You also talked a little bit earlier about how a lot of people kind of have this misconception that there is just one approach to trans healthcare. Do you think any of these misconceptions have contributed to the legislature pushing for this legislation to be passed?

JW: I think that some of the misconception comes from…one, the speed of it. The standards of care that they are provided with show that there are certain ages in which they are already not allowed to give hormone replacement therapy or puberty blockers.

They, also already laid out who is allowed and who is not allowed to have surgeries, and all hospitals, any hospital or medical clinic with any kind of accreditation, that would make it legal for them to even function have to follow those standards of care because they’re implemented by the hospitals.

A lot of times we get stuck in this narrative that it’s all this one giant conspiracy to speed up the process to transition people who should not be transitioned. The reality is people are actually struggling to even access the care in the first place, and when they do it takes a really long time to get through that process, if they even do by the time they’re 18.

What do you all think is next for trans healthcare in Tennessee?

JW: We’re seeing is this escalation to even saying that trans people who are 25 — legal adults who can vote, legal adults who can drink, who can serve for their country — these individuals don’t have the right to determine their own health care, based off of this weird idea that the state knows best. But this only for this very small group that cannot be heard in their own legislature.

It’s just going to push and possibly extend out to the age of 25. In fact, [Rep.
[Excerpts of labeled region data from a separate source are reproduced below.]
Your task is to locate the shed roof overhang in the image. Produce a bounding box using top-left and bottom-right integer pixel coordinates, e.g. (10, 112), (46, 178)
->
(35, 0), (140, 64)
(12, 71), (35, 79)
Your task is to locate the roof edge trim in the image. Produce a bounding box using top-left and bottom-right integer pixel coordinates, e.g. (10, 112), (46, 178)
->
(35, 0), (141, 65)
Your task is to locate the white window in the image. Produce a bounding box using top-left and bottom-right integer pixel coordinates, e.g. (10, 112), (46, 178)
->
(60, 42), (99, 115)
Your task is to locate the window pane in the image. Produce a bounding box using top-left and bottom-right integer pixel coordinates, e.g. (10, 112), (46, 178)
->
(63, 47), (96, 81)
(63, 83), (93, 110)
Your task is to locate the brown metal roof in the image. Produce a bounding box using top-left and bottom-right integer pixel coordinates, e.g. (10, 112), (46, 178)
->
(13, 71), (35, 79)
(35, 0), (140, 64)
William Lamberth (R-Portland)] kind of mentioned that  alongside [Daily Wire host] Matt Walsh in the House committee hearing that just happened.

We’re also seeing that in the drag queen bill they labeled drag as impersonation of another gender, meaning that we’re really getting on that ledge of going back to the 1980s. It’s drawing back to that idea that impersonating another gender is somehow criminal, and that being another gender than you were born as is a criminal act. So, we are seeing the full on policing and criminalization of trans folks at this point.